Now you can pay taxes on your new castle!” “I do not have—” “Open it!” Amanda insisted. A knock at the door behind them signaled her husband’s arrival, but she impatiently waved him off before urging her on. “Open, open.” “Oh for…” Nobody in their right mind would send her jewels, and yet the jolt of excitement that leapt electrically from nerve to excited nerve was undeniable. She slipped her finger under the flap, breaking the seal far enough to unfold the top. Amanda squealed when she saw the necklace. More confused than excited now, Flora tipped it into her hand. “It’s a locket.” Hands clenched, as if to hold onto her excitement as if by force, Amanda didn’t at first react. “A jeweled locket?” There were no jewels.
The medallion was plain and round, the silver tarnished between the engraved folds of delicate ivy that wrapped the front, almost hiding a single tiny hinge. “That doesn’t look at all expensive,” Amanda said bluntly. Tsking, she threw up a hand in an openly irritated wave. “I can’t believe I was ready to give up my anniversary to have drinks and strippers with her new royal highness.
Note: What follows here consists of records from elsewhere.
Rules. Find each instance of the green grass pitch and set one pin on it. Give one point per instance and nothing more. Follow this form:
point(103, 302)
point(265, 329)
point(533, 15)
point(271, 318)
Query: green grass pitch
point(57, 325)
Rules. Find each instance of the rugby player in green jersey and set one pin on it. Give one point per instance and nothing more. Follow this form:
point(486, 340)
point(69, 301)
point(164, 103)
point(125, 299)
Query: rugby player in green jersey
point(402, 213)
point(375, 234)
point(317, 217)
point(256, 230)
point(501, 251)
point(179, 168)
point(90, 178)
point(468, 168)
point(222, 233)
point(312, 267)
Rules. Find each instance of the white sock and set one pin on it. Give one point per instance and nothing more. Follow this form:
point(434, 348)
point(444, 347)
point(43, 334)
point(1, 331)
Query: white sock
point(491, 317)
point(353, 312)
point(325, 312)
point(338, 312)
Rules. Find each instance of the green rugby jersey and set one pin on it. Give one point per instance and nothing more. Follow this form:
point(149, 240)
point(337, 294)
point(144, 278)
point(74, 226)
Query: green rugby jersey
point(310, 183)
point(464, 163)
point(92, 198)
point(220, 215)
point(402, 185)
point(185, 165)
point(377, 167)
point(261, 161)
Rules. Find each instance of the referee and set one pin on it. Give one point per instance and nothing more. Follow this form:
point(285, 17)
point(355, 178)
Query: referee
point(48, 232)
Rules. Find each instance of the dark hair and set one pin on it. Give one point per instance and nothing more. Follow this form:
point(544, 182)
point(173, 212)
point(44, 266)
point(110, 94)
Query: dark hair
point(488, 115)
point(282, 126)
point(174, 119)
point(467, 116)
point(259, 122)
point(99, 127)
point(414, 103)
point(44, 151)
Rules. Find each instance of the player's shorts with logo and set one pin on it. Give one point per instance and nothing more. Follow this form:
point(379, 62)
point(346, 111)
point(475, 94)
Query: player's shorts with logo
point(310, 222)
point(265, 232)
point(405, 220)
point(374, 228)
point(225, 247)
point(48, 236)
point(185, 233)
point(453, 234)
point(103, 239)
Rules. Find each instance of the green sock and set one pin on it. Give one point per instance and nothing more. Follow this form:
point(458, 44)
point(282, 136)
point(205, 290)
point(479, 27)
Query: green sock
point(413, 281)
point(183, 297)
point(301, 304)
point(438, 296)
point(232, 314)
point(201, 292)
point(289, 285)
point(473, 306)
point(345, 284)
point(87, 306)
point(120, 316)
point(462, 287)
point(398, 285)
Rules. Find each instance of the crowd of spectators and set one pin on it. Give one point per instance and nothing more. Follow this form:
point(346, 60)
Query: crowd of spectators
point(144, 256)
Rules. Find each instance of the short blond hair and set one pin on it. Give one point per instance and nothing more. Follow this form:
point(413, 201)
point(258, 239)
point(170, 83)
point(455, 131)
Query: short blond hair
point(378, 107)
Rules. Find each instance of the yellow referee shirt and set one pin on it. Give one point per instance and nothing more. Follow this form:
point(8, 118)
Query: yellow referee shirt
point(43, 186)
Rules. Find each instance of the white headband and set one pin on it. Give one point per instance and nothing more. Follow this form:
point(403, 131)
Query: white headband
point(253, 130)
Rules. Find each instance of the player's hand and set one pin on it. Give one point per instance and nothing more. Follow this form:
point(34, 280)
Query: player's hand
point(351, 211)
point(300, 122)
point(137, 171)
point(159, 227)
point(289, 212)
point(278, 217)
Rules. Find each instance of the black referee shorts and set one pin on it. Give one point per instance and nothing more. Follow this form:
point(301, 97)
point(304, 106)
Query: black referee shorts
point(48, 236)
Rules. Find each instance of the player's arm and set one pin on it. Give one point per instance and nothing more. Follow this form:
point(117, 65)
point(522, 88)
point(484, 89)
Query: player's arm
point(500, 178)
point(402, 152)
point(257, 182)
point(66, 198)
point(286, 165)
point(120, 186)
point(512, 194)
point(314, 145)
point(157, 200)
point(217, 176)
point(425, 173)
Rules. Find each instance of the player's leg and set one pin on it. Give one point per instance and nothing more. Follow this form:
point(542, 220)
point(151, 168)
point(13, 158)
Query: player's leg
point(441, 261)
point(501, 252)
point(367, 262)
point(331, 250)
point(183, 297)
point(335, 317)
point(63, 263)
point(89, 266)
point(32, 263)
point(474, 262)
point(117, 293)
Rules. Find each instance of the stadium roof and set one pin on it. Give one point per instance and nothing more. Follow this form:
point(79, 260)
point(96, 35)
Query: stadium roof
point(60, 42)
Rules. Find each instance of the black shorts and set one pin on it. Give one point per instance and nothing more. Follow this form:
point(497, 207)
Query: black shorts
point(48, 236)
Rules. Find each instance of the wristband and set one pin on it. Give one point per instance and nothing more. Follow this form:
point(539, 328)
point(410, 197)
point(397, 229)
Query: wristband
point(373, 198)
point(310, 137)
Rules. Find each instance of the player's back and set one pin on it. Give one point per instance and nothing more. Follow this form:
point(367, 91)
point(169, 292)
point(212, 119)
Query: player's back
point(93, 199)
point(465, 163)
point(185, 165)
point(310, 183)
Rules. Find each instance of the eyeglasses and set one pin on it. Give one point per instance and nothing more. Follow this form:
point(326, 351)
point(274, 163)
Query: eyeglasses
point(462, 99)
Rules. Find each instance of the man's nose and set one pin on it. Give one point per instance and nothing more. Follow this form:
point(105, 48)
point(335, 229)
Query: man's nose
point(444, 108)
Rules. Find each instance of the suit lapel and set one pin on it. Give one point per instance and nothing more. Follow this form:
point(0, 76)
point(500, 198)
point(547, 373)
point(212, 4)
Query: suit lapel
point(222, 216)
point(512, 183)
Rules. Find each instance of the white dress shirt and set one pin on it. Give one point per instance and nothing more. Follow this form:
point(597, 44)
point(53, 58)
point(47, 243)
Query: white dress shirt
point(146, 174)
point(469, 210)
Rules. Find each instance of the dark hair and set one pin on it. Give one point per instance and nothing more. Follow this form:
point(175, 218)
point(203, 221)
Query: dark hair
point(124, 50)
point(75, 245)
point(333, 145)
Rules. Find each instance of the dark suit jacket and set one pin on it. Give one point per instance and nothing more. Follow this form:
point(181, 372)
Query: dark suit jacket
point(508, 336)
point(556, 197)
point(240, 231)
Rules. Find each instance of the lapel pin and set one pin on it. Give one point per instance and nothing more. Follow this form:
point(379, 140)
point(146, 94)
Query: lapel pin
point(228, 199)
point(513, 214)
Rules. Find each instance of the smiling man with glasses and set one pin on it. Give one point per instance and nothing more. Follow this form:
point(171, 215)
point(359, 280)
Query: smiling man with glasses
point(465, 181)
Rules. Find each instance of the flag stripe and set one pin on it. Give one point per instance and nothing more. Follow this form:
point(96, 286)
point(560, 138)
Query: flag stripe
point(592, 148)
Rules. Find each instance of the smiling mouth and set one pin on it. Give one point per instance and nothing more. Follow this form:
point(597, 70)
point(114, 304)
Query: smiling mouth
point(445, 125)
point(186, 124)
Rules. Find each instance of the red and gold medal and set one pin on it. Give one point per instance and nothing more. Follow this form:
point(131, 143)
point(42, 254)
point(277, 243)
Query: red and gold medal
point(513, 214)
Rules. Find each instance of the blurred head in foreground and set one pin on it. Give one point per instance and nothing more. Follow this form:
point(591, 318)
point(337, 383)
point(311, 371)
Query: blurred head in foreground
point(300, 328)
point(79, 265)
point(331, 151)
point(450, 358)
See you Monday, Flora.” Flora was too focused on the puzzle in her hand even to roll her eyes. “See you Monday,” she replied, but Amanda had already gone and the door had shut. Moving by rote, Flora drifted across the lobby to relock it, but her eyes never left the locket. She studied the scrollwork. Then noticed there was writing inside the heavy parchment envelope.
Letting the chain twine around her fingers, she carefully unfolded the aged paper. Careful as she was, it still split along one crease. Laying the paper on Amanda’s desk, she gently smoothed it flat. Pulling up a chair, she switched the desk lamp back on so to better read the spidery scrawl. Old as the page was, she expected the words to be written in cursive, but they weren’t and in the back of her mind, the first red flag that this—whatever this was—might not be genuine, raised. This locket was once the property of the sixth and unknown victim of Jack the Ripper. The proof lies inside. Open only when you are alone.